Lloyd sat on a bench on the shady platform, footsore, weary, grateful, and happy.
An hour later they caught a train to Barcelona.
v
Daisy had never before understood the meaning of work.
Or tiredness.
Or tragedy.
She sat in a school classroom, drinking sweet English tea out of a cup with no saucer. She wore a steel helmet and rubber boots. It was five o'clock in the afternoon, and she was still weary from the night before.
She was part of the Aldgate district Air Raid Precautions sector. Theoretically she worked an eight-hour shift followed by eight hours on standby and eight hours off duty. In practise she worked as long as the air raid continued and there were wounded people to be driven to the hospital.
London was bombed every single night of October 1940.
Daisy always worked with one other woman, the driver's attendant, and four men, forming a first-aid party. Their headquarters was in a school, and now they were sitting at the children's desks, waiting for the planes to come and the sirens to wail and the bombs to fall.
The ambulance she drove was a converted American Buick. They also had a normal car and driver to transport what they called sitting cases--injured people who could nevertheless sit upright without assistance while being transported to hospital.

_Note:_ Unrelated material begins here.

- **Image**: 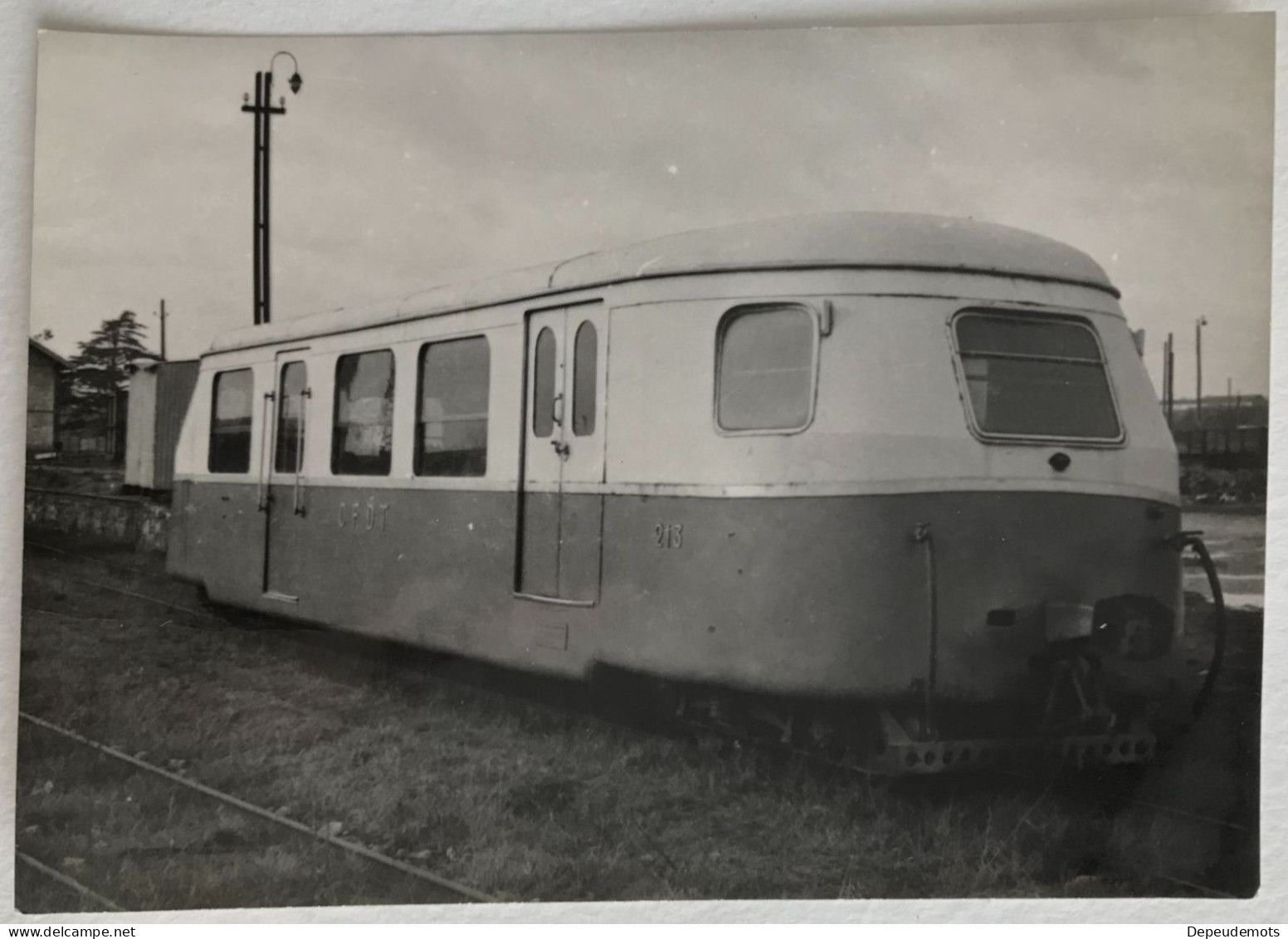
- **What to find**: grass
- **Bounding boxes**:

Her attendant was Naomi Avery, an attractive blond cockney who liked men and enjoyed the camaraderie of the team. Now she bantered with the post warden, Nobby Clarke, a retired policeman. "The chief warden is a man," she said. "The district warden is a man. You're a man."

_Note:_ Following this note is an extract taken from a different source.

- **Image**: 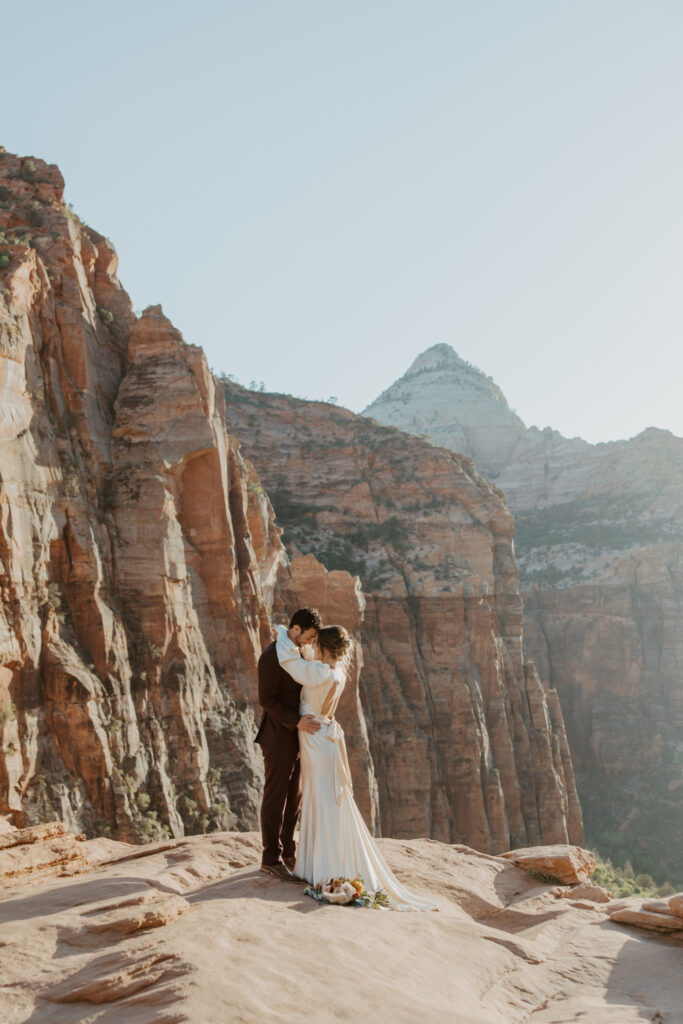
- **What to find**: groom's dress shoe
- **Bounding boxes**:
[261,863,302,883]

"I hope so," Nobby said, and the others chuckled.
"Th
ere are plenty of women in ARP," Naomi went on. "How come none of them are officials?"
The men laughed. A bald man with a big nose called Gorgeous George said: "Here we go, women's rights again." He had a misogynist streak.
Daisy joined in. "You don't really think all you men are smarter than all of us women, do you?"
Nobby said: "Matter of fact, there are some women senior wardens."
"I've never met one," said Naomi.
"It's tradition, isn't it," Nobby said. "Women have always been homemakers."
"Like Catherine the Great of Russia," Daisy said sarcastically.
Naomi put in: "Or Queen Elizabeth of England."
"Amelia Earhart."
"Jane Austen."
"Marie Curie, the only scientist ever to win the Nobel Prize twice."
"Catherine the Great?" said Gorgeous George. "Isn't there a story about her and her horse?"
"Now, now, ladies present," said Nobby in a tone of reproof. "Anyway, I can answer Daisy's question," he went on.
Daisy, willing to be his foil, said: "Go on, then."
"I grant you that some women may be just as clever as a man," he said with the air of one who makes a remarkably generous concession. "But there is one very good reason why almost all ARP officials are men, nevertheless."
"And what would that reason be, Nobby?"
"It's very simple. Men won't take orders from a woman." He sat back with a triumphant expression, confident that he had won the argument.
The irony was that when the bombs were falling, and they were digging through the rubble to rescue the injured, they were equals. There was no hierarchy then. If Daisy shouted at Nobby to pick up the other end of a roof beam he would do it without demur.
Daisy loved these men, even George. They would give their lives for her, and she for them.
She heard a low hooting sound outside. Slowly it rose in pitch until it became the tiresomely familiar siren of an air raid warning. Seconds later there was the boom of a distant explosion. The warning was often late; sometimes it sounded after the first bombs had fallen.
The phone rang and Nobby picked it up.
They all stood up. George said wearily: "Don't the Germans ever take a ruddy day off?"
Nobby put the phone down and said: "Nutley Street."
"I know where that is," said Naomi as they all hurried out. "Our M.P. lives there."
They jumped into the cars. As Daisy put the ambulance in gear and drove off, Naomi, sitting beside her, said: "Happy days."